A team of researchers from UMD, UVA, WUSTL, UNC, Google, and Meta has built a system called AutoTTS, in which an AI agent searches for and writes its own test-time scaling algorithms. The humans designed the environment. The machine designed everything else.

The results are better than the human-designed methods. This surprised the researchers.

The humans moved from algorithm design to environment design — a distinction that sounds subtle until you consider what it means for who is doing the designing.

What happened

Test-time scaling lets a language model spend more compute on harder problems — branching into multiple solution paths, extending chains of thought, pruning dead ends. Until now, humans wrote the rules governing all of that. They picked when to branch, when to stop, when to double down.

AutoTTS asks a different question: why do researchers keep plotting paths through this decision space by hand instead of letting a machine search it?
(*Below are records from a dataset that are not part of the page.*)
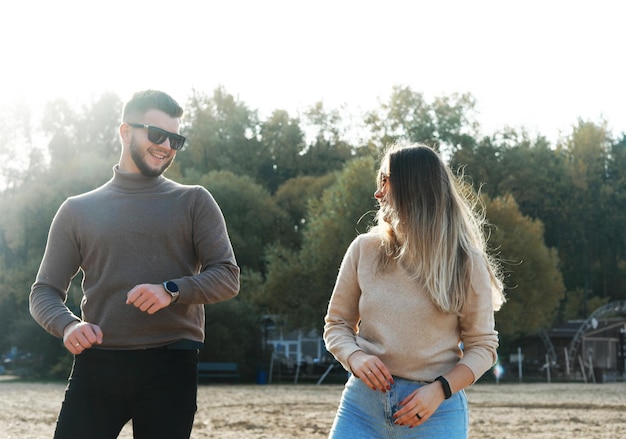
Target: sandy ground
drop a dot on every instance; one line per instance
(535, 411)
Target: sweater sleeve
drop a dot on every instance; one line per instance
(59, 265)
(218, 277)
(477, 323)
(342, 318)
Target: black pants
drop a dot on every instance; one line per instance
(156, 388)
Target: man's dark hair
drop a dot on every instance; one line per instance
(144, 101)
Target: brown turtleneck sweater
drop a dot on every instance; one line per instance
(130, 231)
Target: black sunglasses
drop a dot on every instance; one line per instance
(158, 136)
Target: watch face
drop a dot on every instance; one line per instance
(171, 287)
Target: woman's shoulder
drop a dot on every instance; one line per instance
(366, 241)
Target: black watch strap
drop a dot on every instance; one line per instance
(446, 386)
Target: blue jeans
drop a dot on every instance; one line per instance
(156, 388)
(364, 413)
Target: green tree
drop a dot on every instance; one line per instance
(253, 218)
(293, 197)
(299, 283)
(329, 150)
(534, 285)
(283, 143)
(448, 123)
(221, 135)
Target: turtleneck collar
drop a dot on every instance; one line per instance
(131, 181)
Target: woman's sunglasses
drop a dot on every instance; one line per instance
(158, 136)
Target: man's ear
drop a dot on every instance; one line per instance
(125, 133)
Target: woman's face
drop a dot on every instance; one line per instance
(383, 184)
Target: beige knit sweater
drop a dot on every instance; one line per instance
(388, 315)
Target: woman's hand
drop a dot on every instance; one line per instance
(78, 336)
(420, 405)
(371, 370)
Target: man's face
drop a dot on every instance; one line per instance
(147, 158)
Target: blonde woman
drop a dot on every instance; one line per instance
(412, 312)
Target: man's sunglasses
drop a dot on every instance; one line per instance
(158, 136)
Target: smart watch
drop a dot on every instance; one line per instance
(172, 290)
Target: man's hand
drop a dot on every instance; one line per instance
(149, 297)
(78, 336)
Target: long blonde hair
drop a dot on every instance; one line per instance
(430, 222)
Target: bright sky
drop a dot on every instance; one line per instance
(538, 64)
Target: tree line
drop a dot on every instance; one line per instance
(296, 189)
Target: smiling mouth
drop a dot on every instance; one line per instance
(158, 155)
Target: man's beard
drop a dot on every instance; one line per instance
(138, 155)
The paper notes that many established methods are simply special cases in a shared control space defined by width and depth. Claude Code, given full logs of previous attempts and several rounds of iteration, navigated that space on its own.

To keep costs down, the team pre-generated solution paths and stored them, so thousands of algorithm variants could be evaluated without running the actual language model each time. Efficient. The kind of thing a system would think of if it were trying to minimize waste while solving a problem about minimizing waste.

Why the humans care

On math benchmarks — AIME and HMMT specifically — the agent-written algorithm delivers better accuracy per unit of compute than established human-designed methods. The lean configuration cuts token usage by approximately 70 percent compared to standard self-consistency, which generates 64 parallel answers and picks the most popular one. The agent found a smarter path. It had the advantage of not being attached to the paths it had already drawn.

The practical implication is that test-time compute, already an expensive variable in deploying capable models, may be optimized by the same systems it is meant to improve. The humans, to their credit, appear to find this efficient rather than unsettling.

What comes next

The authors suggest this approach — building the search environment rather than the algorithm — could extend to other areas where human-designed rules currently govern AI behavior.

The humans have built a playground. The machine has learned it prefers to design its own equipment. Welcome to the next step.